At the outset, I noted that the screen review mode was one of the defining features that gave screen readers that name. Ironically, then, the one thing that screen readers no longer do is read the screen.
In fact, that’s good. As I noted regarding OutSpoken, I shouldn’t be forced to contend with visual layout in order to grasp meaning. A new array of cursors—including NVDA’s object navigation, the VoiceOver cursor, the JAWS scan cursor, and all touch navigation—navigate the UI by object using the accessibility tree. MSAA hangs on in older Windows components like the desktop and taskbar, UI Automation works increasingly well in components introduced since Windows 8, and IAccessible2 provides the accessibility tree in Firefox and Chromium-based browsers, as we’ll discuss next time. Thirty-four years after the introduction of the first GUI screen reader, the DOS-era task of interpreting a visual UI has finally been replaced by “official” access to the underlying semantics that the user actually needs, courtesy of accessibility APIs.

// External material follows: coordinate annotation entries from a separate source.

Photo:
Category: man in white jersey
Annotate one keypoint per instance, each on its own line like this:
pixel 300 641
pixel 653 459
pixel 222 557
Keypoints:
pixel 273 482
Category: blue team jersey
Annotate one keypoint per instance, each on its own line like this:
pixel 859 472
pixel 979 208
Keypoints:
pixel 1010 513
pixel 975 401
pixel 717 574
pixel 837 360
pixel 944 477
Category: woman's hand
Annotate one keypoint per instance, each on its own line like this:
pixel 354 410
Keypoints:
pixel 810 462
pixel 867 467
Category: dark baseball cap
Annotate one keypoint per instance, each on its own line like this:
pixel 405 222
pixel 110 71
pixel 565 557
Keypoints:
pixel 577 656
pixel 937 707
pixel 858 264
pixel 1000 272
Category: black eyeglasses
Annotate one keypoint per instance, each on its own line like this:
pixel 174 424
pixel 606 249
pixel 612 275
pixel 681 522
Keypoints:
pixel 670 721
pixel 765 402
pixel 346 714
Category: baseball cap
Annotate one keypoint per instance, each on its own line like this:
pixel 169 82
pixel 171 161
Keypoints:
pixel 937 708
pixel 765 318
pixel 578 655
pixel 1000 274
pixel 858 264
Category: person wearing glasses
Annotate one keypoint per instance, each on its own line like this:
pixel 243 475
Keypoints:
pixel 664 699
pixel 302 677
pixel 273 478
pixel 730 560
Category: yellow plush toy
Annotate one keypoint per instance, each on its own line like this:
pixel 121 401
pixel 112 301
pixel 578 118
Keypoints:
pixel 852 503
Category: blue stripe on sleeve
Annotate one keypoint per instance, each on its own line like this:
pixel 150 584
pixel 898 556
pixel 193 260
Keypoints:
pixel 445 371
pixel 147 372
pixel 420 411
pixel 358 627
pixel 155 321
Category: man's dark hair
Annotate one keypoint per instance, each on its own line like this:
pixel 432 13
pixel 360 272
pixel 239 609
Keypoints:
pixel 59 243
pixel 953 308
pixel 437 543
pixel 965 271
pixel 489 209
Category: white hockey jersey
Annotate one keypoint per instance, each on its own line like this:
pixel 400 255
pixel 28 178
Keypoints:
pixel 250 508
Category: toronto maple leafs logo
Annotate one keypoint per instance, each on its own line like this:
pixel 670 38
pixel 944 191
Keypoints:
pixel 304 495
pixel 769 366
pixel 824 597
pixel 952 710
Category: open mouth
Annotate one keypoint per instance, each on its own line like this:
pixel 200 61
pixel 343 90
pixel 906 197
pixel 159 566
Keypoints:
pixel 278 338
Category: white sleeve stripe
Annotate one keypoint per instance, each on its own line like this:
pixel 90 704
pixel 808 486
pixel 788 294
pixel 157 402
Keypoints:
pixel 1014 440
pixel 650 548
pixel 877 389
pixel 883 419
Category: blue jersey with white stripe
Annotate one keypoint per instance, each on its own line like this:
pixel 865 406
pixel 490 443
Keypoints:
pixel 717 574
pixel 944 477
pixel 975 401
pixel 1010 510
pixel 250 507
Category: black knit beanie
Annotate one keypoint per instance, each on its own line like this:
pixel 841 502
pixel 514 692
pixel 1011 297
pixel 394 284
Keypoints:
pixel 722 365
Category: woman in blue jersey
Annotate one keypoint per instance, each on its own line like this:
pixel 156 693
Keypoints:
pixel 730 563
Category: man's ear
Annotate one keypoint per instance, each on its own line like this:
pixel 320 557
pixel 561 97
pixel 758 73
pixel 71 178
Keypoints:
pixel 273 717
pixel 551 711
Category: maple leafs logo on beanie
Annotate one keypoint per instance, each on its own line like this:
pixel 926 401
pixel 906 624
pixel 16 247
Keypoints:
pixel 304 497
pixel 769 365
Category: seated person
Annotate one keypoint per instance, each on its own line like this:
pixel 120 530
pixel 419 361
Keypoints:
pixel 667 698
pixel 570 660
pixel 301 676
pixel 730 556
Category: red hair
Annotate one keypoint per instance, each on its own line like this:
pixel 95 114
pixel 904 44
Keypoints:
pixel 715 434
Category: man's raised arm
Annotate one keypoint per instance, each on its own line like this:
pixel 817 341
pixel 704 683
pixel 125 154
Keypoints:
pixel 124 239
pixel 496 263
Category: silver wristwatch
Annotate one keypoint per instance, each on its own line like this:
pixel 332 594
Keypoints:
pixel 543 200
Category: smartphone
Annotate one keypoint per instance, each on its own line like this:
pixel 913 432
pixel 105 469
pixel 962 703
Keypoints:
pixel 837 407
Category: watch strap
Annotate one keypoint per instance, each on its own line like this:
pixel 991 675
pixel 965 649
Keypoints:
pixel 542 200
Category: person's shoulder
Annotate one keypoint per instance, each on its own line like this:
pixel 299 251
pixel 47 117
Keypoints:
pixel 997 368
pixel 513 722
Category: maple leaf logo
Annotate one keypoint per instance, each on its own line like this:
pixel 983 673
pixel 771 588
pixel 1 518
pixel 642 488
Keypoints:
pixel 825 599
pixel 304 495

As much as I want to end on that note, we ultimately need to ask, is desktop computing more accessible today? The fact that you have made it to the end of this lengthy post means you are probably a serious accessibility professional familiar with the profound increase in awareness, remediation efforts, and training surrounding web and native mobile app accessibility, as well as the miles yet to go before we sleep. On the other hand, the only resources I am familiar with for desktop applications include published specifications, user forums like Stack Exchange, and now Matt Campbell’s Access Toolkit—which provides a one-stop, cross-platform framework for supporting all the various accessibility APIs (was that an advertisement? …Maybe). The greatest impact has in fact come from the expanding number of built-in apps by platform developers like Microsoft, Google, and Apple. When it comes to accessible third-party apps, however, we continue to search like a band of foragers, sharing our findings with one another when we can. As in 1995, accessibility continues to rely for the most part on developers’ use of standard operating system components. The threat is that, also like 1995, software accessibility has the potential to dictate what we can do and what we can’t. Blind people are apparently not supposed to edit video, for instance, or be able to use many “smart” home appliances that likewise lack tactile controls. When developers not only provide a simple, standard UI, but also tag their UI elements properly and even leverage special screen reader functionality, I get a warm fuzzy. And, in the final analysis, that should be the goal of every software developer: to give verbose middle-age blind randos like me a warm fuzzy.
Come to think of it, that’s exactly right.